Refocusing is not tactical so much as strategic. It isn’t about cramming more in, working harder, or calling old things by new names. It represents finding and calling out the true leverage points that make all the difference, that lead to a sense of true progress, shared accomplishment and results. Refocusing demands we cut through older ways of getting things done to find human-sized and humanized solutions.
Reignite. Reignite means to light the fire again. To live in the vision of what’s possible now, not tomorrow or the day after. Reignite is the burning ember pulled out of the dead coals, the conversion of insight to action. The wheels begin to turn again. The tribe moves forward, but with a little more grace and elegance against the landscape, with beauty and unity. There’s a new simplicity that has been reignited, a new, better way forward through the mountains, a new clarity of purpose, a better path.

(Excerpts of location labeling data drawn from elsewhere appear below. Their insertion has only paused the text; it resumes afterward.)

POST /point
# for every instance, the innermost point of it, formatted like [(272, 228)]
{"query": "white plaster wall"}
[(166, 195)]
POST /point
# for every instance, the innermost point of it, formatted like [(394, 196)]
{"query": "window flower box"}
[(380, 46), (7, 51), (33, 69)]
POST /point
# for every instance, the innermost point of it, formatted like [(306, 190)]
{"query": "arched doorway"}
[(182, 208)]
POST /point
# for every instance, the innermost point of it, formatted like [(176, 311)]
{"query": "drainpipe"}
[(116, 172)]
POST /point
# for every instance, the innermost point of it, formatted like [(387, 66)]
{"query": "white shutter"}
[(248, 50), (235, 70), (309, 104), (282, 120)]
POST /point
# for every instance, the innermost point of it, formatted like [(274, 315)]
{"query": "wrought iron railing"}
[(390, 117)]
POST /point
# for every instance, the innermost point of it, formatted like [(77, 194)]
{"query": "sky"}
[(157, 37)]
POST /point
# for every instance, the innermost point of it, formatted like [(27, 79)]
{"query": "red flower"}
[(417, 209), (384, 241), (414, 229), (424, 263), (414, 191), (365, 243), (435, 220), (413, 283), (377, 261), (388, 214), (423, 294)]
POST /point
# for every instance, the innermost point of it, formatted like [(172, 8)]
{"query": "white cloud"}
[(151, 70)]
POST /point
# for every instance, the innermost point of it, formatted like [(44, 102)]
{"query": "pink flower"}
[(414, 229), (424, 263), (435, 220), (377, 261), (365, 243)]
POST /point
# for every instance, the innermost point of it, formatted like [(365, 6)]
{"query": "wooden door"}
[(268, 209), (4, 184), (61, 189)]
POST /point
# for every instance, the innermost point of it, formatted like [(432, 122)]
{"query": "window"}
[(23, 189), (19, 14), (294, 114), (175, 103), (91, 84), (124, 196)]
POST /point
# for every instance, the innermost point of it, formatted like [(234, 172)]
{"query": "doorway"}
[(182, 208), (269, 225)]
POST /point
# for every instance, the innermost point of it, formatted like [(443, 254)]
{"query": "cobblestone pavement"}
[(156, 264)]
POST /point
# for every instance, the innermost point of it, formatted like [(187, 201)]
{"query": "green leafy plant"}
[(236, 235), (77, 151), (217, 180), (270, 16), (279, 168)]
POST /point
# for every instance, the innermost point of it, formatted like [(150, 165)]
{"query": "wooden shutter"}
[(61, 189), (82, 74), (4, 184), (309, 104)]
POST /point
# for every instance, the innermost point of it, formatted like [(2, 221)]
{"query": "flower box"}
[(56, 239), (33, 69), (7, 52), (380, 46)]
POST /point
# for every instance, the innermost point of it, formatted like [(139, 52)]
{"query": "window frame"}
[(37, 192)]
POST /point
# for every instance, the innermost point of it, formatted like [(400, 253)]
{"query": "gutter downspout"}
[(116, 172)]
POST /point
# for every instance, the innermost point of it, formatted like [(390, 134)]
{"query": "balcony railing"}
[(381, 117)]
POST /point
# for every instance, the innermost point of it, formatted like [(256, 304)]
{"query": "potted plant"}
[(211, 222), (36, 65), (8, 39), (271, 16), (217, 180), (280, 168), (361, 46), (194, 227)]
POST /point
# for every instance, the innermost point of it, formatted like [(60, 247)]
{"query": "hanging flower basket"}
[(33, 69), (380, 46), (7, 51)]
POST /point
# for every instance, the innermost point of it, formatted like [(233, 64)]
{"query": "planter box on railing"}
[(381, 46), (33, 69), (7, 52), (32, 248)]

Reignition isn’t mindless passion; it’s mindful passion. It is more like a journey, a movement of new awareness. As William Bridges’ theory of transition goes through stages of loss and ambiguity before finding a new beginning, so too reignition represents a kind of metanoia, a shift not only of mind but also of heart.
The purpose of these four stages is straightforward — to lead through connection, not through what’s robotic or rigid; through present, inclusive, identity-building choice, not the dull, soul-killing pressures and inertias of unconsciousness. Nothing is easier than to just keep going, keep pushing, as if winning against all odds and conquering all circumstances were a matter of brute force, with the emphasis on brute.